At his 4 month appointment, I asked again and his pediatrician said that Luke

had positional plagiocephaly and brachycephaly and that it would round out once

he started sitting up. I went home and found this group and went back to the

pediatrician to check for torticollis and to discuss further options.

Luke did not have torticollis, but his pedi hesitated when I again asked if his

head would fill out. I asked about banding and the pedi said that he never had

a kid who had a helmet and that if it were his child, he wouldn't band.

However, after calling and emailing him about banding for the entire next week,

he admitted that Luke could benefit from a band.
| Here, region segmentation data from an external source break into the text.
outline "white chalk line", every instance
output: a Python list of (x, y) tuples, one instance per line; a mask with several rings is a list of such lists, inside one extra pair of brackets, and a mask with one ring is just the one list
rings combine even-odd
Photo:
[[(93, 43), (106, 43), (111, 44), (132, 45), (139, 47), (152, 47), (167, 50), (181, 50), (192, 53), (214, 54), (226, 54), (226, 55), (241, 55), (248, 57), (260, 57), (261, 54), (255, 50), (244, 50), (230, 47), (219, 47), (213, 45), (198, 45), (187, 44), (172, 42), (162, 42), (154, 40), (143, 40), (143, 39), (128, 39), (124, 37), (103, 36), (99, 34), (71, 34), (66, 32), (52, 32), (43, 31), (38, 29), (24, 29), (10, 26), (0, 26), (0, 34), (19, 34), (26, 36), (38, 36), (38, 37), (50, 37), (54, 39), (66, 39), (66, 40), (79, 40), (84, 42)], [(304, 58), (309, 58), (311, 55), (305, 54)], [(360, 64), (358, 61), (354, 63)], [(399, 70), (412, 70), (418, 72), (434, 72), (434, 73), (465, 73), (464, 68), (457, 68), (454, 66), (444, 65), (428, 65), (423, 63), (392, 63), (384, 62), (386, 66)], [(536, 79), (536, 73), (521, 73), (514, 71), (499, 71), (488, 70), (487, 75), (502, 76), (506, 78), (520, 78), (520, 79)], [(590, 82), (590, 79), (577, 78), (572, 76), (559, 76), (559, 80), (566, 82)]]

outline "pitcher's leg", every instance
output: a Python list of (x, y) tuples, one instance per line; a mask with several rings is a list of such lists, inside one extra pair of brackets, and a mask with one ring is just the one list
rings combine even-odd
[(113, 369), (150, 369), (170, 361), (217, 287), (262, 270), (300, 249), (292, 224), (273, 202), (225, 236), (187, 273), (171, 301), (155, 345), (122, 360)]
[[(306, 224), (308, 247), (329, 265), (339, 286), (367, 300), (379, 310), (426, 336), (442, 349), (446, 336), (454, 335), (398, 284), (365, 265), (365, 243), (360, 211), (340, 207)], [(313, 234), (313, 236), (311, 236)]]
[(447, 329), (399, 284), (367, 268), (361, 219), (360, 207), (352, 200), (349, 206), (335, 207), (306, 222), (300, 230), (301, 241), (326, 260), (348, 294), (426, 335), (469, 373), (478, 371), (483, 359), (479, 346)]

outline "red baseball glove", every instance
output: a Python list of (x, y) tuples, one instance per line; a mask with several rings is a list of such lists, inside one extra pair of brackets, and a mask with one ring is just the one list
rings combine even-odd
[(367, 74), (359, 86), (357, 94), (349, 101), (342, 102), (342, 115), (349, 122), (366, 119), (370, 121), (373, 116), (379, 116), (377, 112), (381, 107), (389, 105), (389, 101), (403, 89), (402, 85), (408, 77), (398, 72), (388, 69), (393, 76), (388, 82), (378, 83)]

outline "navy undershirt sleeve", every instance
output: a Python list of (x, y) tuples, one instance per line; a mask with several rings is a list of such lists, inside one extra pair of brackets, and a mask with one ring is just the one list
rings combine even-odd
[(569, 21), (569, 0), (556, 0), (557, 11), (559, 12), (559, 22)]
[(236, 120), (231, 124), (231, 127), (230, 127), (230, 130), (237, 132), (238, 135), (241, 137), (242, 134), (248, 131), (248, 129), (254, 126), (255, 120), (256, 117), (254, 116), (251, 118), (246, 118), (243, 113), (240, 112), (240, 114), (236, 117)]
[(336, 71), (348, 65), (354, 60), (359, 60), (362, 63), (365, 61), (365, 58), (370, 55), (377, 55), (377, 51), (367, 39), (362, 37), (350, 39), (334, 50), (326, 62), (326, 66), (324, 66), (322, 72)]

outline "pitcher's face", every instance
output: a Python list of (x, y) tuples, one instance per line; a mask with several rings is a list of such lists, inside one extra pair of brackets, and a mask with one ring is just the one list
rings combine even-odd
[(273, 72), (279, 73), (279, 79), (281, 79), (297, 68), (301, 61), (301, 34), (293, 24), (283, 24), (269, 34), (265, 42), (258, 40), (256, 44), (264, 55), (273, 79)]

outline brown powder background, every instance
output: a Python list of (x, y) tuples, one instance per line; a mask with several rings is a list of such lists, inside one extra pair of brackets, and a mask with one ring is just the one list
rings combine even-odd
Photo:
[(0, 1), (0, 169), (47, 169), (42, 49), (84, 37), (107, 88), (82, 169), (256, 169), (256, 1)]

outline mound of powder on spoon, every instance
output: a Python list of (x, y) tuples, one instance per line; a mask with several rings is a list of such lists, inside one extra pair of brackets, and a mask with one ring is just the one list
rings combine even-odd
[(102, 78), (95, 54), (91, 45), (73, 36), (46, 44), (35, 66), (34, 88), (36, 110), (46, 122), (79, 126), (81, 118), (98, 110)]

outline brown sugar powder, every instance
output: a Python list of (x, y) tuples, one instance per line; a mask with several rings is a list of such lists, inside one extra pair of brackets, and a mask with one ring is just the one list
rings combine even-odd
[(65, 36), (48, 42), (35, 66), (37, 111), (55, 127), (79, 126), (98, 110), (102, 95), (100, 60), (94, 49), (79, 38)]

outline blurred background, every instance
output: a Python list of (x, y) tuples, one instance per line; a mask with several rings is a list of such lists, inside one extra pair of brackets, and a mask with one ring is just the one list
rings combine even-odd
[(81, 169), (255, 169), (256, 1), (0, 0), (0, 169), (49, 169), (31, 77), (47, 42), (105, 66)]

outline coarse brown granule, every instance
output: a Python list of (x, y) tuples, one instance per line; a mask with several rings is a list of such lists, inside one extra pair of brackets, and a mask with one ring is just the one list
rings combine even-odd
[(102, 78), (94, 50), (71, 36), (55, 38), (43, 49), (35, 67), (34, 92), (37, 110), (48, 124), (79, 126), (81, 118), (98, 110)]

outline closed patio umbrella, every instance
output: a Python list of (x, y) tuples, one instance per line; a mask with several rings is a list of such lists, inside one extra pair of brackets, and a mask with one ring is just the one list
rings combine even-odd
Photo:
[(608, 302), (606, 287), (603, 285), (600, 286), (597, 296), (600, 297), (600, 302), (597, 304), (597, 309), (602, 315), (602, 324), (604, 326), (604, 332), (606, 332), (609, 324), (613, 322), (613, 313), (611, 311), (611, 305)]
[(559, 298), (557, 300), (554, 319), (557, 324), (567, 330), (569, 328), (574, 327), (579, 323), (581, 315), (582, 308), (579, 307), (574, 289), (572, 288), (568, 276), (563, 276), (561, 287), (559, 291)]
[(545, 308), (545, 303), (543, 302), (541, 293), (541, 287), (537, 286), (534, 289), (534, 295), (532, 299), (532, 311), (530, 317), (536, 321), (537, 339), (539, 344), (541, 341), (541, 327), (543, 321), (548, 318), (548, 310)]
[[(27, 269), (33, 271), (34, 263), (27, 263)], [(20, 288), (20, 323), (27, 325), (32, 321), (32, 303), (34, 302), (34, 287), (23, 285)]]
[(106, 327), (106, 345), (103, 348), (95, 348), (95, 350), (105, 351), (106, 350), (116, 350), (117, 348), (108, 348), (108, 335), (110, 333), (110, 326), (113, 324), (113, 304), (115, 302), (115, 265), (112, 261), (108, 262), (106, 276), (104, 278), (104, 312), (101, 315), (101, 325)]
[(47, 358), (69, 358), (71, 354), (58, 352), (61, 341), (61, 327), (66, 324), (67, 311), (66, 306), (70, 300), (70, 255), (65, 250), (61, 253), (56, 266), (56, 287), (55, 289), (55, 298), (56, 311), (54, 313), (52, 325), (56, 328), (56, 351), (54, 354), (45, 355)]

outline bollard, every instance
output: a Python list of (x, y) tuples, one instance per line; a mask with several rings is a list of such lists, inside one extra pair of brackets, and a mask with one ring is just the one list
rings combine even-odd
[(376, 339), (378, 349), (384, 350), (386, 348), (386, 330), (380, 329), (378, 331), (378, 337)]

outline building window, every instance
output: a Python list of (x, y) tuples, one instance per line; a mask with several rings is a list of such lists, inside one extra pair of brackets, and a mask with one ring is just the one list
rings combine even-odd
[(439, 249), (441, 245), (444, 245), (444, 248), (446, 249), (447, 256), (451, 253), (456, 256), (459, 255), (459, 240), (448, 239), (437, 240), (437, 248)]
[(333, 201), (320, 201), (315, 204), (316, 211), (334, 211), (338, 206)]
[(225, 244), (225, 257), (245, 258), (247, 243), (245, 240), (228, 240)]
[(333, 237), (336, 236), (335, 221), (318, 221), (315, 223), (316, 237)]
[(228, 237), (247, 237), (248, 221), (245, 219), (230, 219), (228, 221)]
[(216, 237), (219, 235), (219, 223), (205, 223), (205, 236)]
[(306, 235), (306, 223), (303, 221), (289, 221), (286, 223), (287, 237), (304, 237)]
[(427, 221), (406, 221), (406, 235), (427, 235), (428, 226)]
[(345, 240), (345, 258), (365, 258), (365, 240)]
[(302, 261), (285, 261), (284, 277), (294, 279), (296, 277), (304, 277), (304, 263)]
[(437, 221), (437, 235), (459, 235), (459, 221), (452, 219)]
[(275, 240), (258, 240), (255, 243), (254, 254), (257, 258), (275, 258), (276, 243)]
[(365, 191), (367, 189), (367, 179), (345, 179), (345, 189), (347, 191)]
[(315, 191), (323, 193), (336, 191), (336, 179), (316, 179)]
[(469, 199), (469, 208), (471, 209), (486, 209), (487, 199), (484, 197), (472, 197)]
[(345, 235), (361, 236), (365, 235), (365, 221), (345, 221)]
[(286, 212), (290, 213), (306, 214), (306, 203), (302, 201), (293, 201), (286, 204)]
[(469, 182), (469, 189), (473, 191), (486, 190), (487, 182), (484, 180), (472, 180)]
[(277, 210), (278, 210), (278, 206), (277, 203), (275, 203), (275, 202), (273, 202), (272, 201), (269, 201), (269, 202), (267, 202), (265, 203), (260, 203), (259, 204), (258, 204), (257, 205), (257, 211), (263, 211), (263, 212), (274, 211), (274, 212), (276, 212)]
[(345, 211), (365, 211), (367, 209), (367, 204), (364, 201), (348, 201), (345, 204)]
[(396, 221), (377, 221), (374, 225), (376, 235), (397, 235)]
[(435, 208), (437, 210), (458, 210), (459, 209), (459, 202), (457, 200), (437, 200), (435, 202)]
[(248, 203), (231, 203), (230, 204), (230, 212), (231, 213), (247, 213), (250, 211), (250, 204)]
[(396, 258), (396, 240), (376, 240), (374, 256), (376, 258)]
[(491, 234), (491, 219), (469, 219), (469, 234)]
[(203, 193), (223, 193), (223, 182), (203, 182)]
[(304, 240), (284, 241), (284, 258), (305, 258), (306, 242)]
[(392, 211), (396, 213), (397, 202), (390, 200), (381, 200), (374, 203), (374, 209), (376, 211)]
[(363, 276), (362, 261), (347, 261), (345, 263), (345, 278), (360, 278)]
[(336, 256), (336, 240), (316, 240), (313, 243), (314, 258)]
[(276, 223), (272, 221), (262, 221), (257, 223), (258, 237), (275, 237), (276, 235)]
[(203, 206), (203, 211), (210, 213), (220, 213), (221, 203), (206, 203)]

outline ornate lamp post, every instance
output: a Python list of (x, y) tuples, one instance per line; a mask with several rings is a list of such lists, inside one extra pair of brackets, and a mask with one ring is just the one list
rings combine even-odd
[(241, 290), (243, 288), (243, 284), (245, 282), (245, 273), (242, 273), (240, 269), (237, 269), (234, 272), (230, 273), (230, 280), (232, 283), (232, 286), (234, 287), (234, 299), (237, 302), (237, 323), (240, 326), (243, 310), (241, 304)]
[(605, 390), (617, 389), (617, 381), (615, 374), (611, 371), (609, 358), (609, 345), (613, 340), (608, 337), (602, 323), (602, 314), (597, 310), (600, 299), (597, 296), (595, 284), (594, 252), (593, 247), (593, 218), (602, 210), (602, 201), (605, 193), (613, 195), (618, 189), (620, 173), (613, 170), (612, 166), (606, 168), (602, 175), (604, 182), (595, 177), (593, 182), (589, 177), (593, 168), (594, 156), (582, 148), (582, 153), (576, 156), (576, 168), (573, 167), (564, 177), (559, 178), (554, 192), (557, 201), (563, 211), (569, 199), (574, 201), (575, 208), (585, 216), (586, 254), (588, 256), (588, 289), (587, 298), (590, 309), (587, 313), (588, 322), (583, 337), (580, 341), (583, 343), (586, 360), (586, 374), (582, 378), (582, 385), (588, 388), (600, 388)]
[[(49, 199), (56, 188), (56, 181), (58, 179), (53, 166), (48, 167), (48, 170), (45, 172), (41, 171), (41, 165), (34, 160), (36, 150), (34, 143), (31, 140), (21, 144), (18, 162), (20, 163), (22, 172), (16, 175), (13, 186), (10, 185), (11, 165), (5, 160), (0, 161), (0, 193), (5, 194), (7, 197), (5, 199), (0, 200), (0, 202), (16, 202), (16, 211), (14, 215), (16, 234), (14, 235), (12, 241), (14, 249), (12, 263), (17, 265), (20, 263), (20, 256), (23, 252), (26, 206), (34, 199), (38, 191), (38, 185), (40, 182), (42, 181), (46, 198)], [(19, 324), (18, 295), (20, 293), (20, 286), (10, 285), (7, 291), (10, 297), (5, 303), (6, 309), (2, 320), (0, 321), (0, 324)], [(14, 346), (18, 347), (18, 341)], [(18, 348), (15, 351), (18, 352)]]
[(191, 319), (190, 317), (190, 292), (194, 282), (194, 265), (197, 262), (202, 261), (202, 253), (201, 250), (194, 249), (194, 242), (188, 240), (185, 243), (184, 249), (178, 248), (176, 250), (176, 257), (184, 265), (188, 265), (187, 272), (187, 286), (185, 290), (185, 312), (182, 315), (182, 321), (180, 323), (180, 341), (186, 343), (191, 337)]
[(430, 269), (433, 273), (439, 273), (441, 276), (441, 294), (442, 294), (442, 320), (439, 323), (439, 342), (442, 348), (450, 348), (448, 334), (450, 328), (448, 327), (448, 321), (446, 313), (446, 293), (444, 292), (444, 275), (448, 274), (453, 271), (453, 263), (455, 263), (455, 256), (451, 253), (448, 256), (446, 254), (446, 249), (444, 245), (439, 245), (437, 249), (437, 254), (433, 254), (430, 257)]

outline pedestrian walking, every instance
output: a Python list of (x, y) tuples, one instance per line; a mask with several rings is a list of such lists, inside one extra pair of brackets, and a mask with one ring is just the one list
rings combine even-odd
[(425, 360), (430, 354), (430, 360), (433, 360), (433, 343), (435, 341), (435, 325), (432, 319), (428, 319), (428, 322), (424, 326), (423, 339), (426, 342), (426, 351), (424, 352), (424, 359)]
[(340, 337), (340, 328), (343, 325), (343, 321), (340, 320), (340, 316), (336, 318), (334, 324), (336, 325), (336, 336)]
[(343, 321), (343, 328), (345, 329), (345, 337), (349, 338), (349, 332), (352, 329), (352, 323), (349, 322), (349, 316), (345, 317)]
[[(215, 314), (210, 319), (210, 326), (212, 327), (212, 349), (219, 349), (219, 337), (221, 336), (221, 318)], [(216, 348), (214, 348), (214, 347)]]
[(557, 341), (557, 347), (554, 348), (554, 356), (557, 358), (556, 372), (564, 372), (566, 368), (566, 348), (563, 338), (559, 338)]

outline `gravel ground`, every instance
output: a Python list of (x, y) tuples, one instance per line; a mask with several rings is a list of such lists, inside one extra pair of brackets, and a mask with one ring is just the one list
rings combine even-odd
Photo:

We went to Arimed in NYC and got fitted for a STARband when Luke was 5 months

old on 4/7/09. Luke's CI was 97.5%, and asymmetry was 6.6mm. From the start,

we had issues with the fit of Luke's STARband. It kept rotating to the left

which caused it to fold over his right ear and pushed on his right eye when he

slept. The ortho kept saying it was okay and that's how the helmet worked

because Luke's head shape created the rotation. I agreed with this, but I

didn't think it should rotate SO much. It was such a frustrating time working

with an incompetent ortho who did not communicate well and who did not listen to

my pleas for help.

After repeatedly going back to get adjustments to no avail, we stopped treatment

2 months later on 6/10/09. Luke had a couple of great growth spurts and the

STARscanner said his CI was down to 88% and asymmetry was 3mm. I thought it

looked great. My husband agreed at first, but then started to voice concern

about how it looked from the top view.

2.5 months after his STARband graduation, we went to Cranial Tech in Parmaus,

NJ for a consultation. Their hand measurements had Luke's CI at 91% and his

plagio asymmetry at 14mm!!! I don't know if it was regression or the first

ortho REALLY didn't know what he was doing when he did Luke's scans, but we

decided to go band Luke again, this time with a DOCband.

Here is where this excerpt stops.